JAKARTA, lintasbabel.id - Jelang lebaran Idul Fitri 1443 Hijriah, Ombudsman RI menemukan permasalahan dalam program penyaluran Bantuan Subsidi Upah (BSU) Ketenagakerjaan kepada 8,8 juta tenaga kerja yang memiliki gaji di bawah Rp3,5 juta per bulan.
Anggota Ombudsman RI Robert Na Endi Jaweng mengatakan, letak masalahnya ada pada proses validasi data pekerja penerima manfaat BSU.
“Kami melihat ada masalah pada proses validasi data penerima BSU. Perlu di crosscheck. Kami berharap Kemnaker melakukan verifikasi data calon penerima BSU sehingga dapat menyajikan data yang valid serta meminimalisir gagal bayar,” ujar Robert dikutip Sabtu (23/4/2022).
Karena itu, Ombudsman memberikan sejumlah saran terhadap pelaksanaan program BSU Ketenagakerjaan, di antaranya pekerja status dirumahkan agar dibuatkan skema afirmasi dari program BSU.
"Kemudian, bagi Pekerja Migran Indonesia (PMI) yang PHK atau dipulangkan, pekerja non formal atau Bukan Penerima Upah (BPU) iuran mandiri agar dapat dimasukkan menjadi penerima BSU," lanjut Robert.
Ia juga mengatakan, target sasaran penerima BSU perlu ditambah dengan memasukkan kategori pekerja informal. Sehingga dapat mengurangi kesenjangan pendapatan dan mendorong pertumbuhan ekonomi.

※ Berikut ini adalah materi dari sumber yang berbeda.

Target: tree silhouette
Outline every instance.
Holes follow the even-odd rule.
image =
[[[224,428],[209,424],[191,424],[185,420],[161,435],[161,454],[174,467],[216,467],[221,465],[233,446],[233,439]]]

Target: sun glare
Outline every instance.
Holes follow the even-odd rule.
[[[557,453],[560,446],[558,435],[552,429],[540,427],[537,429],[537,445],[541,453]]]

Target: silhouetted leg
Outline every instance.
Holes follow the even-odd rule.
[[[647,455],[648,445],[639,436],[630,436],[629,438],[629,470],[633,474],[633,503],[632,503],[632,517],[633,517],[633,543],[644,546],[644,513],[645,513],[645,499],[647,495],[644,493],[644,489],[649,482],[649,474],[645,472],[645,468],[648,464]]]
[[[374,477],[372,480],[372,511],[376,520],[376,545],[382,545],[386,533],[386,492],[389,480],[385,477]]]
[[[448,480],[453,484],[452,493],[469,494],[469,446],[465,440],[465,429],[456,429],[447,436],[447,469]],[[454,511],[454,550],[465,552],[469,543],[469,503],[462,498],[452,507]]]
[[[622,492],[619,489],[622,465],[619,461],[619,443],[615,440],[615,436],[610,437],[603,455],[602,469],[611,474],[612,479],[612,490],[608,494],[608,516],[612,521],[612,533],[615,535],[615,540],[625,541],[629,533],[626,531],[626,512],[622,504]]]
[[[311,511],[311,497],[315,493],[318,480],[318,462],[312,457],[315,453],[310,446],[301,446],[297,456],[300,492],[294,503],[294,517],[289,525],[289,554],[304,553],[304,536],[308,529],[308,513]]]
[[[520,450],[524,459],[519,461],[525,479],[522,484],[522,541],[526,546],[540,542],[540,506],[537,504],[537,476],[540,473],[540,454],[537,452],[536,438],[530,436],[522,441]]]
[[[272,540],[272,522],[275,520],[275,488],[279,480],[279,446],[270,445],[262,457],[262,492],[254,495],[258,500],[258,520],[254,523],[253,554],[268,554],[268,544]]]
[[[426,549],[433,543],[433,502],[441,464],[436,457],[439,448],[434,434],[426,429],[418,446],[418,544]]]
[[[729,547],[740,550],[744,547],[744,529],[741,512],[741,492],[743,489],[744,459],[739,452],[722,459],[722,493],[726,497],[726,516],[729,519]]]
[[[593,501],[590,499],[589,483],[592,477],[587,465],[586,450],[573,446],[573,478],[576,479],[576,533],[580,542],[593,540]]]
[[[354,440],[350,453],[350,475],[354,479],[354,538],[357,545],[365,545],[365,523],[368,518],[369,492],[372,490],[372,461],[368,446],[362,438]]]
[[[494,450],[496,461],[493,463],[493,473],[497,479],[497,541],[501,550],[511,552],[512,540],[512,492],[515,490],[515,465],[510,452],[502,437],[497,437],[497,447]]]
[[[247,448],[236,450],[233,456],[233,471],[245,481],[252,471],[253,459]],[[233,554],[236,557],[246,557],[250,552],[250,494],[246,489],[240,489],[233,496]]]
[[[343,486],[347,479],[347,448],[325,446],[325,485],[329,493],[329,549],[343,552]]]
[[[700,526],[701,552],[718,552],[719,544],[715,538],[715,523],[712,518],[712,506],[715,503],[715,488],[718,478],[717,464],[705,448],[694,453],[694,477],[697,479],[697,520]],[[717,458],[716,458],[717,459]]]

“Kita tahu tidak semua pekerja masuk kepesertaan BPJS Ketenagakerjaan. Masih cukup banyak pekerja yang belum menjadi peserta juga mereka yang pekerja informal. Sehingga kesenjangan pendapatan pekerja masih ada,” ujarnya.
Seperti diketahui, saat ini persyaratan penerima BSU adalah pekerja formal dengan status aktif BPJS Ketenagakerjaan, memiliki upah atau gaji paling besar Rp 3,5 juta per bulan sesuai upah yang dilaporkan BPJS Ketenagakerjaan. Selain itu, penerima BSU yakni pekerja/buruh yang belum menerima Kartu Prakerja, Program Keluarga Harapan (PKH) atau Program Bantuan Produktif Usaha Mikro.